I love translating said:


> Just a note, Firefox also allows you to right-click the mouse to select the text you want to copy, but you have to press Ctrl+V to paste it
> 
> I hope your life here is a little bit easier now



Why can't you right-click to paste? I can (FF/MAC).

Also, in your first reply you copied & pasted the edit/quote buttons as well as the progress.gif, which will spin eternally if you don't edit it out .


----------



## KateNicole

Are you using Firefox?  I can't right click to cut, copy and paste in Firefox, but I can in IE.


----------



## lsp

KateNicole said:


> Are you using Firefox?  I can't right click to cut, copy and paste in Firefox, but I can in IE.



Yeah, FF/MAC, as I indicated. Version 1.07.


----------



## KateNicole

. . . I was directing that to the original poster (not you), since he is the one that is having the problem.

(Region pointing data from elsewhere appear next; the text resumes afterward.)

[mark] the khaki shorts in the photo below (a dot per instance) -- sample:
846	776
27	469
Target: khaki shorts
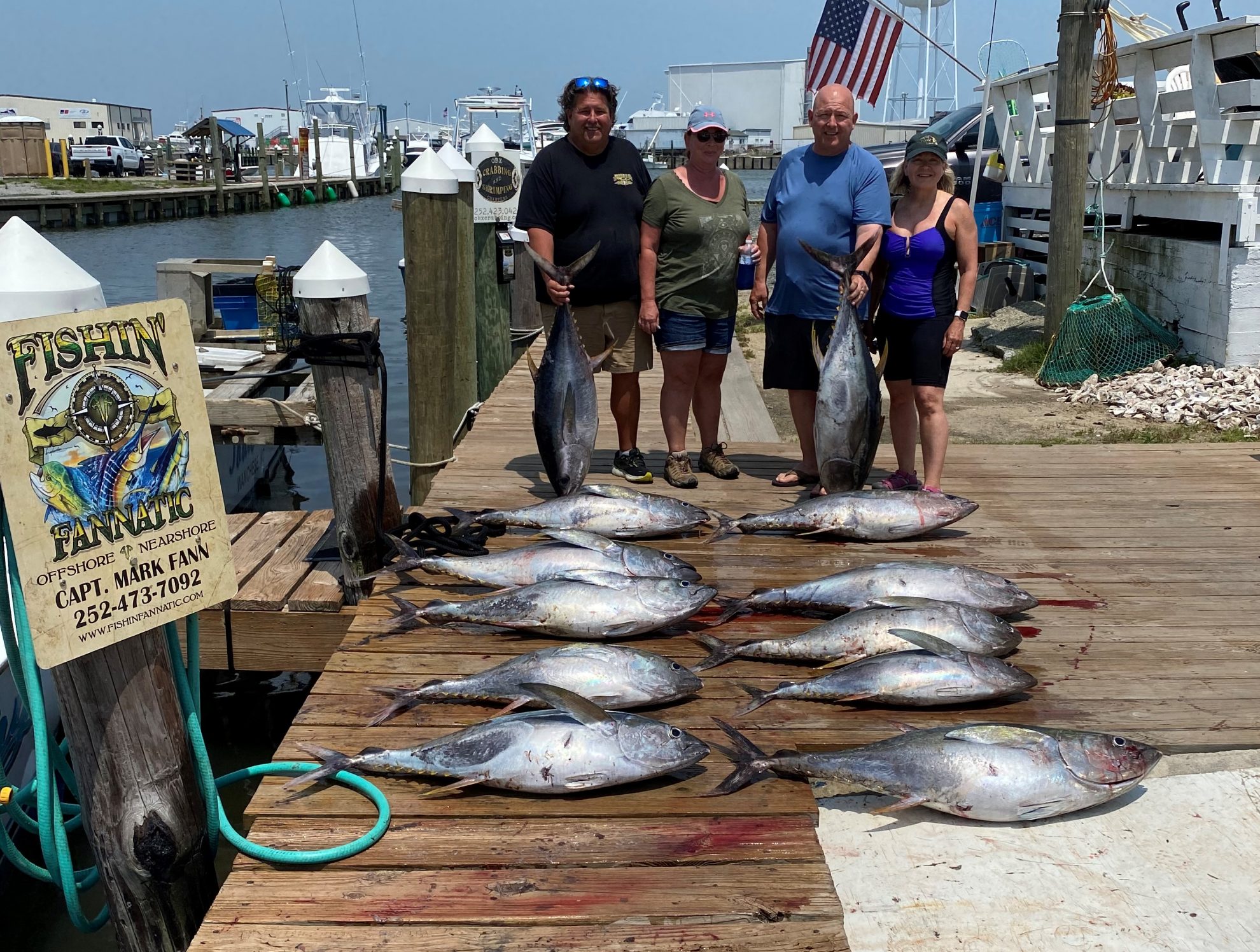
633	351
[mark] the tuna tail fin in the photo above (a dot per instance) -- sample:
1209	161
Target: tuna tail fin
718	652
731	607
403	699
842	265
750	762
759	698
332	762
563	275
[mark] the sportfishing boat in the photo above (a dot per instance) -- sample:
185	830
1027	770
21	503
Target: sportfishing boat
339	120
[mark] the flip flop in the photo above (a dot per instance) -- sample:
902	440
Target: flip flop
802	481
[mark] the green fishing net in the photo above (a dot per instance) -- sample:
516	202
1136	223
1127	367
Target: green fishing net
1108	337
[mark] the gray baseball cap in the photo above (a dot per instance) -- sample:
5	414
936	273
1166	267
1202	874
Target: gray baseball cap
706	118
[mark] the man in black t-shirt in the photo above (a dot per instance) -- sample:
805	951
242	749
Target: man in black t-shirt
589	188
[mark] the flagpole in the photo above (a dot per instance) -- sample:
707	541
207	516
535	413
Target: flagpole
939	47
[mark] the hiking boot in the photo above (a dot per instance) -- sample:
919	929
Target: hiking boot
630	466
678	472
713	460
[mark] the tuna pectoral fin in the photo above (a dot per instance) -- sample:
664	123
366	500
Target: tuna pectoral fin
451	787
598	360
577	707
904	804
1001	736
584	539
929	643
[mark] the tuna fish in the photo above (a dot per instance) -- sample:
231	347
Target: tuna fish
610	675
581	605
882	581
847	419
613	512
572	550
866	633
996	773
566	407
576	747
938	674
871	515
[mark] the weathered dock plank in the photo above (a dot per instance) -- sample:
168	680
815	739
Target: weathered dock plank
1148	566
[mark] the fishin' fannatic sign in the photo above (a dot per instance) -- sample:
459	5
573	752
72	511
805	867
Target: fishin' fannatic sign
109	476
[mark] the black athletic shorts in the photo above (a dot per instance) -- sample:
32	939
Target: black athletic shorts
790	353
916	348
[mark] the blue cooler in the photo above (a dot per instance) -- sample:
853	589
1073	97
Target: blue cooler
988	221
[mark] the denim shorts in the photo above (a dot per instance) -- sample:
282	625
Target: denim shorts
682	332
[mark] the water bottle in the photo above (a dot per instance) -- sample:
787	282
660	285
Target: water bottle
748	270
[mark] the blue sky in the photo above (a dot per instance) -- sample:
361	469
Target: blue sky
181	59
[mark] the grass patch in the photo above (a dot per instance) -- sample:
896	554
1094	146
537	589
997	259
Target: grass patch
1026	360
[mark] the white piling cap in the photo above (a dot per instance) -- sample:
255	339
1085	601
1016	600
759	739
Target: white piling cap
37	280
329	274
484	140
430	176
456	163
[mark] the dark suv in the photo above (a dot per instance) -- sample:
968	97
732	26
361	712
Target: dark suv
959	130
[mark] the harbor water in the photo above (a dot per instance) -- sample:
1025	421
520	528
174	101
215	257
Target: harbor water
370	231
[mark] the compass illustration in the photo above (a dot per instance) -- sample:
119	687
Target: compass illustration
101	409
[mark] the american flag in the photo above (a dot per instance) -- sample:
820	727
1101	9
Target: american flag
853	46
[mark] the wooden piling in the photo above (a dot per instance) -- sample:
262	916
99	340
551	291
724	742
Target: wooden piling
493	312
349	132
262	169
217	165
431	211
143	810
319	164
348	401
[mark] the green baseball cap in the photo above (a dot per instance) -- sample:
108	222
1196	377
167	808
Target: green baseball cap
927	143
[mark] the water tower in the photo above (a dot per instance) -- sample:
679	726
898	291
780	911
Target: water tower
923	80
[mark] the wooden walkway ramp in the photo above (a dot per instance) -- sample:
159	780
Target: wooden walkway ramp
1145	558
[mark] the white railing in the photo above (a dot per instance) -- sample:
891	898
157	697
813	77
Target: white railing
1154	137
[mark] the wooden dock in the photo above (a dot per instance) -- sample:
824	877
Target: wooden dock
1144	557
160	204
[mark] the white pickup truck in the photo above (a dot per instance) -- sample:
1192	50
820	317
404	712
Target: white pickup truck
109	155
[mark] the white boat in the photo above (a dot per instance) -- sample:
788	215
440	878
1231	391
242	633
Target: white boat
338	118
512	114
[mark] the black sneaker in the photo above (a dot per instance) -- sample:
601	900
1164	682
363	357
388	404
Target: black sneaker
630	466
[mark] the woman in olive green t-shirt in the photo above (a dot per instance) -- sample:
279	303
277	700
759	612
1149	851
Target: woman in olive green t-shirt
694	223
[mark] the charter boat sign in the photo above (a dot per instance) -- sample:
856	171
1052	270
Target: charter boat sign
109	476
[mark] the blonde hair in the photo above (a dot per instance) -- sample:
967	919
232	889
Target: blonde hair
899	185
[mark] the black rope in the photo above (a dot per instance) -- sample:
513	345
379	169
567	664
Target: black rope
442	535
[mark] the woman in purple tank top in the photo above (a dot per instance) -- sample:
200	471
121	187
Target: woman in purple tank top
924	283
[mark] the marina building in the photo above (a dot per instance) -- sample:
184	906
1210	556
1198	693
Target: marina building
276	121
767	95
76	119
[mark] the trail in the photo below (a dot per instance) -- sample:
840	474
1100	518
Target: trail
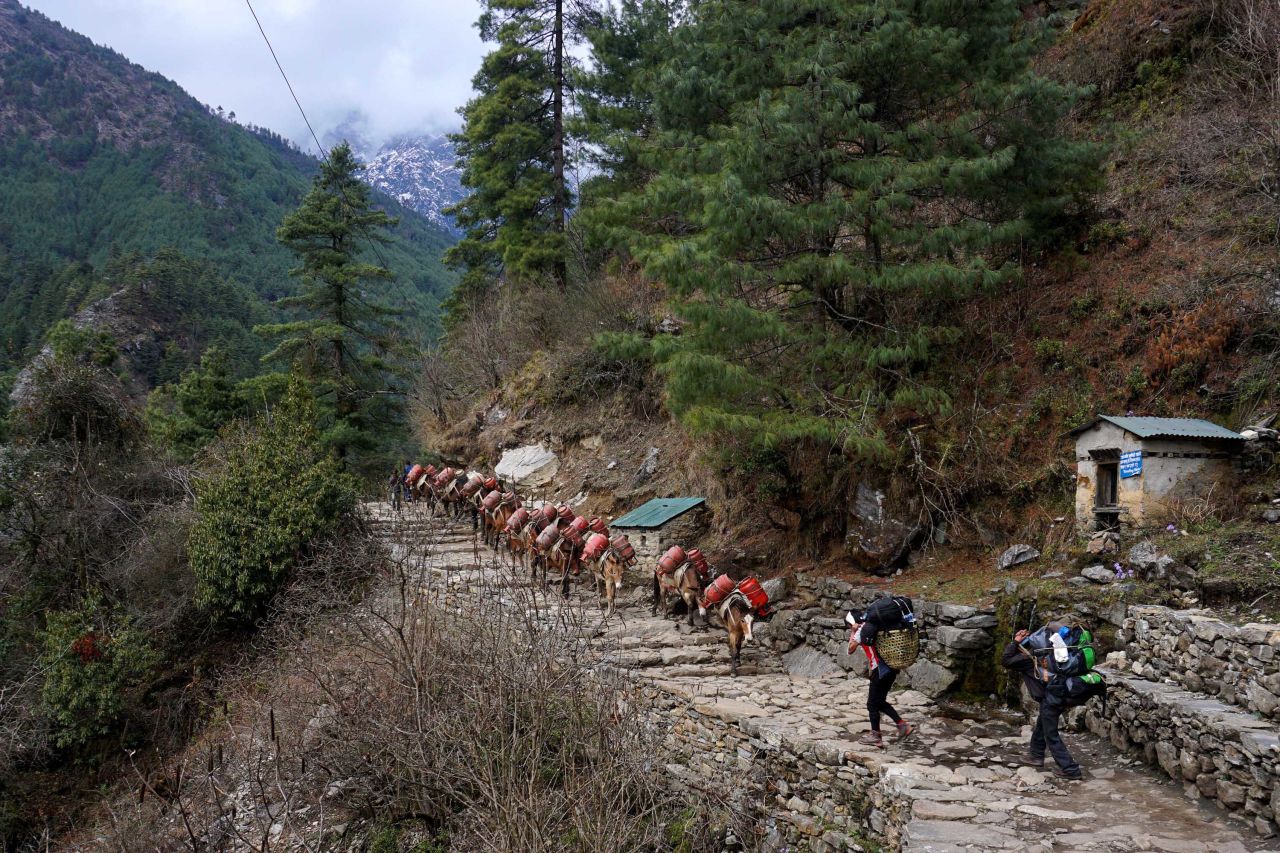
958	780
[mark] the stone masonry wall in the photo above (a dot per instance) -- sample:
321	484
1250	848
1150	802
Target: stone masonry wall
1239	665
956	637
1216	751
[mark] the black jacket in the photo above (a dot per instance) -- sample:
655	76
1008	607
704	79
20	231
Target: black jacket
1018	660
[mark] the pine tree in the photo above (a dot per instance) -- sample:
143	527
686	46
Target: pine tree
616	94
831	177
346	341
512	150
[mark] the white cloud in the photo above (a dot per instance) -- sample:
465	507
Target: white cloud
403	65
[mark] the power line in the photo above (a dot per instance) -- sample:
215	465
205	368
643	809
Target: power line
324	154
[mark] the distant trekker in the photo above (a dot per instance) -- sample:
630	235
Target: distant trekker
397	486
883	615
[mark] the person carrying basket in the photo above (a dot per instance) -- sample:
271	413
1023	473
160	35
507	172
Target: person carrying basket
891	642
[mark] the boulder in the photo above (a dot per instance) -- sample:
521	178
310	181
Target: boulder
877	541
1016	556
777	588
963	638
1104	542
1098	574
649	466
528	466
929	678
808	662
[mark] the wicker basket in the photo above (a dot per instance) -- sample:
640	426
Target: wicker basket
899	647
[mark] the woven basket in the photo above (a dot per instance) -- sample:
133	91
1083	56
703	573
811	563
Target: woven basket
899	647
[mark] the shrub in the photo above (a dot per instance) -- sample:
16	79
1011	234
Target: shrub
277	493
91	656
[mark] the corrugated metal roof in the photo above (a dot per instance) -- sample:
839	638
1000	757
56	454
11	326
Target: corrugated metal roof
1169	428
656	512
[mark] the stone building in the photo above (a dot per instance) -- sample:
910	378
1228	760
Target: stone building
662	523
1133	471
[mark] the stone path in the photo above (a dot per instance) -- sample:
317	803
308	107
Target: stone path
956	787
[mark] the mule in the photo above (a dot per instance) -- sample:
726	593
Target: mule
607	573
737	616
682	584
496	523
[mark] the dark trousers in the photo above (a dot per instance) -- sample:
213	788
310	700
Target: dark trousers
877	699
1045	734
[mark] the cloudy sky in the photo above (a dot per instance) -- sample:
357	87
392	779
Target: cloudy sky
403	65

I just don't use Firefox for WordReference anymore.  It might work for some people, but for me, it just isn't worth the hassle.


----------



## danielfranco

http://forum.wordreference.com/member.php?u=19234


> KateNicole
> 
> 
> 
> 
> 
> vbmenu_register("postmenu_1356311", true);
> Senior Member
> Join Date: Jul 2005
> Location: Miami, Florida
> Native of: English (USA)
> Posts: 1,815
> 
> 
> *Re: Why can't we copy and paste things?!*
> . . . I was directing that to the original poster (not you), since he is the one that is having the problem.
> 
> I just don't use Firefox for WordReference anymore.  It might work for some people, but for me, it just isn't worth the hassle.
> __________________
> Corrections are encouraged; please don't be shy with me.



Just checking if I could do it with FireFox... right-click, then ctrl-V...
Ah, well, it's okay then.


----------



## la reine victoria

My trusty mouse does all the work for me.  No problems.




LRV


----------